そこで今日初めて笑顔を見た。決して心から笑っているようには見えない微笑。もしくは、冷笑か。そんな表情をさせたくはなかった、と単純に思った。けれど、それをどうにかできる程の力が俺にある訳がない。政宗様が苦心に苦心を重ねた結果の事ならば、俺に手出しできるモノじゃない。

「私が何か申せば、名前様のお気持ちは晴れるのですか」
「気休めにはなるんじゃない?」

悪戯に口角を上げて、からからと笑う。その振る舞いが、いつもとは違いやや憂いを帯びる。それだけで、喉元まで出かけた言葉を飲み込むには充分だ。

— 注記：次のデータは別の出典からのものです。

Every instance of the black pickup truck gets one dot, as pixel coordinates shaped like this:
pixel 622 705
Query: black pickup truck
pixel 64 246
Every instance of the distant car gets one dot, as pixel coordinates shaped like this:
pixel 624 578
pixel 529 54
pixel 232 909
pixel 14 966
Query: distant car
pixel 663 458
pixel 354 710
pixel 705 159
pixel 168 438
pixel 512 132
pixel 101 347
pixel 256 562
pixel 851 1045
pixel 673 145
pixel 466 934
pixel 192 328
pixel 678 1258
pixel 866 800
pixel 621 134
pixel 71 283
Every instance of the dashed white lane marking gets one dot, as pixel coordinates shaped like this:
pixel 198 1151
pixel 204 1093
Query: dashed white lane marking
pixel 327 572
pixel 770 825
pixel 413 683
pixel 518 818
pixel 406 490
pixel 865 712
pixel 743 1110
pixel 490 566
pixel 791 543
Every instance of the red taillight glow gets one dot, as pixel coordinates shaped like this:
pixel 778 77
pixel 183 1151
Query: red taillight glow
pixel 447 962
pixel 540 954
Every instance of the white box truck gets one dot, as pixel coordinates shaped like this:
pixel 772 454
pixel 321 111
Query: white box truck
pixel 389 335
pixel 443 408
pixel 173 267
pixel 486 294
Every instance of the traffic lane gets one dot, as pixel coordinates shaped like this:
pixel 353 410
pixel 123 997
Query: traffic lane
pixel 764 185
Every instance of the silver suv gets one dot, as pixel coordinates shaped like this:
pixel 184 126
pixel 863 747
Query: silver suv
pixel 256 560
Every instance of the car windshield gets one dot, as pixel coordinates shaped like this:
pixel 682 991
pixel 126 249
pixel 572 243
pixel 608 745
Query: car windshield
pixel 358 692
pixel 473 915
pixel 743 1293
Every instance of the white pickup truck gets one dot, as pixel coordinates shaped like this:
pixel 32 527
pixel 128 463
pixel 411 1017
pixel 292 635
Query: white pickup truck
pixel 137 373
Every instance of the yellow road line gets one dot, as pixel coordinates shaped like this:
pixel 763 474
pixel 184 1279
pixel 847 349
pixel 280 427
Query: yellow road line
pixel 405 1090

「これだけ言おうとも、貴方はこの先も政宗の為として日々を過ごすのでしょうね」
「…名前様」
「これ程の腹心がいるなら、もう政宗を案ずる必要もないわね」

それは未来を見据えた言葉というよりは、現在との決別。名前様が言うこの先に、彼女自身は含まれないという意が嫌でもわかってしまう声音。

「明日は、見送りは無くていいわ」

名前様は小さく苦笑した。仕方が無いといえば、残酷な響きだが、そうするより他はなかった。我らはまだ奥州の一勢力に過ぎない。乱世の中、この地を国を治めるには、近隣国との縁は絶対だった。下手に荒らせば、集中砲火の的になる。故に、名前様は一度もお目にかかった事すらない相手の元へ嫁ぐ。名前様は政宗様の苦渋の決断に、即決した。名前様の性格はよくよくわかっているつもりだ。政宗様同様、名前様にも長年お仕えした身だ。恋心など青臭い事を言うつもりはなかった。にも関わらず、引き止めたい衝動を抑えるのに必死になっているというのは可笑しな話だ。腹の底から湧き出るような激情を沈下するのに精一杯だなどと。

「ねえ、小十郎」
「はい」
「私が素直に貴方を愛しているといえば、何か変わっていたかしら?」

目が合えば、名前様は眉を顰めるように、薄く笑った。何が、人の為には生きられない、だ。常に何より己を犠牲にしているというのに、何を言うか。柔く微笑み、それを見せるまいと頑ななまでに気高い。それを知りつつも、俺も政宗様も誰もが乱世の渦に巻かれていくというのか。

「ま、もう言えないけどね」

縁側から襖の奥へと消えるか細い姿を見送るより他はなかった。擦れ違い様に、限界まで涙を溜めた目を見た事を悔いた。否、それよりも、こうして動けぬまま誰もいなくなった空間を眺める俺自身を悔いた。言い知れぬ不条理をぶつける捌け口を持ってはいなかった。自身の誇りと魂を掲げた刀が、やけに重い。